Azioni e parole che ieri, per fortuna, non sono arrivate a scuotere giornate di grande incertezza; le affermazioni del portavoce del ministero degli esteri cinesi, infatti, sembrerebbero confermare le recenti difficoltà che Pechino starebbe incontrando ad aprire un canale di dialogo con Kim Jong-un, viste anche le mancate risposte alla richiesta di incontro da parte del funzionario cinese responsabile delle relazioni con la Corea. Almeno ufficialmente, quindi, la Cina sembra indicare un chiaro impegno nella risoluzione della crisi, accompagnato però da parole che portano a credere che non si sia ancora granché vicini a una soluzione accettabile dalle parti. L’intento di Pechino sembra essere quello di portare tutti a un tavolo, in modo da ridiscutere la situazione militare della penisola coreana nel suo complesso, non solo quella a nord del 38esimo parallelo. Ieri Pyongyang si è limitata a far parlare di sé per un video proiettato durante una kermesse canora: immagini di un missile lanciato ed esploso sul territorio americano con un finale applauditissimo dai militari presenti, di fronte a una bandiera americana in fiamme. Dal canto loro gli Usa ieri si sono dovuti occupare della portaerei refrattaria alle boutade di Trump, in quanto impegnata nel mare indonesiano per una prevista esercitazione, anziché nei pressi della penisola coreana come annunciato dal presidente americano ormai una settimana fa. L’«armada» però sembra aver recuperato la rotta ed essersi definitivamente indirizzata verso l’obiettivo, dove dovrebbe approdare il 25 aprile. E Mike Pence anche ieri ha ribadito che «con il presidente Trump lo scudo è in guardia e la spada è pronta».

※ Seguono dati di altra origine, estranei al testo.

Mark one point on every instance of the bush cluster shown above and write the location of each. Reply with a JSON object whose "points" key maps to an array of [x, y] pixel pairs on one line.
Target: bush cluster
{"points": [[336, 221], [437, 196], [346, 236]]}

Nel frattempo ieri sono intervenuti sulla crisi anche Russia e Unione europea. Particolarmente interessante la presa di posizione di Mosca, perché negli ultimi anni Putin si è avvicinato a Pyongyang in termini di sostegno economico e diplomatico, tanto da far pensare che Kim abbia snobbato la Cina proprio grazie a questa nuova «amicizia». La Russia ha bollato come «irrazionale e senza prospettive» una eventuale politica sanzionatoria per esercitare pressioni sulla Corea del Nord. Lo ha detto il portavoce del Cremlino Dmitri Peskov, spiegando che «ora è necessario continuare gli sforzi politici e diplomatici anche con i formati internazionali che si sono dimostrati efficaci». Sostegno alla Corea del Nord quindi e solo in parte al piano cinese (che potrebbe invece prevedere sanzioni).

Ieri a Pechino era presente Federica Mogherini, l’alta rappresentante per le politiche estere e di sicurezza della Ue, in occasione del settimo «Dialogo Strategico tra Cina e Ue». Al termine dell’incontro Mogherini ha dichiarato di sostenere «la denuclearizzazione della penisola, la de-escalation delle tensioni e il ritorno al dialogo». La situazione nella penisola è «tesa e complessa», ha poi dichiarato il Consigliere di stato cinese, Yang Jiechi (una sorta di secondo ministero degli esteri di Pechino), nel corso della conferenza stampa congiunta con Mogherini al termine dell’incontro.